Data quality rules are for protecting data from errors. In this post, we will learn about different data quality rules. In addition, we will look at tools used in connection with data quality rules.
Detective rules monitor data after it has already moved through a pipeline and is being used by the organization. Detective rules are generally used when the issues that are being detected are not causing a major problem when the issue cannot be solved quickly, and when a limited number of records are affected.
Of course, all of the criteria listed above are relative. In other words, it is up to the organization to determine what thresholds are needed for a data quality rule to be considered a detective rule.
An example of a detective data quality rule may be a student information table that is missing a student’s uniform size. Such information is useful but probably not worthy enough to stop the data from moving to others for use.
Preventive data quality rules stop data in the pipeline when issues are found. Preventive rules are used when the data is too important to allow errors, when the problem is easy to fix, and or when the issue is affecting a large number of records. Again, all of these criteria are relative to the organization.
An example of a violation of a data quality prevention rule would be a student records table missing student ID numbers. Generally, such information is needed to identify students and make joins between tables. Therefore, such a problem would need to be fixed immediately.

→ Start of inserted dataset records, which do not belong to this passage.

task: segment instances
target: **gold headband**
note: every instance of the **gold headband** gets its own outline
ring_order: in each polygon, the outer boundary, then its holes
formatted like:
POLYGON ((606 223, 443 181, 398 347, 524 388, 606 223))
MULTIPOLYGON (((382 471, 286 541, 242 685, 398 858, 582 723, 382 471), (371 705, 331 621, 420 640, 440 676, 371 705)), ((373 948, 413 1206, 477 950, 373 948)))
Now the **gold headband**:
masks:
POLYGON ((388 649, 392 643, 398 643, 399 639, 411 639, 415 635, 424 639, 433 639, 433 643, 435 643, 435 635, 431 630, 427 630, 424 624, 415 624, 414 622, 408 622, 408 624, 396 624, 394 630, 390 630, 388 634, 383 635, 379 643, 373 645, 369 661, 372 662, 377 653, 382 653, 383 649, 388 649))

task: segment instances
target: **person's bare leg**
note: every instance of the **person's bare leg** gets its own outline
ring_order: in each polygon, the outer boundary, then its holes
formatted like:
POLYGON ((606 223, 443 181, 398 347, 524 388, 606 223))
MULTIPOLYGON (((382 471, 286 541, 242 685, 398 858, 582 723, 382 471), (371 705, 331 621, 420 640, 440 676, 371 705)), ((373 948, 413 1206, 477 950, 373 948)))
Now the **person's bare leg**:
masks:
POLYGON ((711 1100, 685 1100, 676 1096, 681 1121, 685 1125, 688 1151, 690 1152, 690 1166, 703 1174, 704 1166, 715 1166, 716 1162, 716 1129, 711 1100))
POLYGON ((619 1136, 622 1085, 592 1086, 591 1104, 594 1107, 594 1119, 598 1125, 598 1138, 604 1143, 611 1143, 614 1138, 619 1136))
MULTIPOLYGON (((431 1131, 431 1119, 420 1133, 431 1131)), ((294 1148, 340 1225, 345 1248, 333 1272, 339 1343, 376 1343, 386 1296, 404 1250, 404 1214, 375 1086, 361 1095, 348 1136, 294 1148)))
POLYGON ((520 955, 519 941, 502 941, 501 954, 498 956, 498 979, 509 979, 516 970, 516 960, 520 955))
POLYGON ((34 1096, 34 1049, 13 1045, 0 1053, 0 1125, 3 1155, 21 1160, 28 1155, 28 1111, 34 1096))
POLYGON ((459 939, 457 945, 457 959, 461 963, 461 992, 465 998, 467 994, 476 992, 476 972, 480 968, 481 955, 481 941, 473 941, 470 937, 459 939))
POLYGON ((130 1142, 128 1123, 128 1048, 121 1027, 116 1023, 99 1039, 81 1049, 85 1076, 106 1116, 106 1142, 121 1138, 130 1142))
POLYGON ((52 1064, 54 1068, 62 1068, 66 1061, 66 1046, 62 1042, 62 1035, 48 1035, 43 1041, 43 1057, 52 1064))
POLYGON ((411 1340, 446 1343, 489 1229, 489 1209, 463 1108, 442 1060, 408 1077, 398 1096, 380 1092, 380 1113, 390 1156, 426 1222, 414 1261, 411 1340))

Thresholds & Anomaly detection
There are several tools for implementing detection and prevention data quality rules. Among the choices are the setting of thresholds and the use of anomaly detection.
Thresholds are actions that are triggered after a certain number of errors occurred. It is totally up to the organization to determine how to set up their thresholds. Common levels include no action, warning, alert, and prevention. Each level must have a minimum number of errors that must occur for this information to be passed on to the user or IT.
To make things more complicated you can tie threshold levels to detective and preventive rules. For example, if a dataset has 5% missing data it might only flag it as a warning threshold. However, if the missing data jumps to 10% it might now be a violation of a preventative rule as the violation has reached the prevention level.
Anomaly detection can be used to find outliers. Unusual records can be flagged for review. For example, a university has an active student who was born in 1920. Such a birthdate is highly unusual and the system should flag it as an outlier by the rule. After reviewing, IT can decide if it is necessary to edit the record. Again, anomaly detection can be used to detect or prevent data errors and can have thresholds set to them as well.
Data quality rules can be developed to monitor the state of data within a system. Once the rules are developed it is important to determine if they are detective or preventative. The main reason for this is that the type of rule affects the urgency with which the problem needs to be addressed.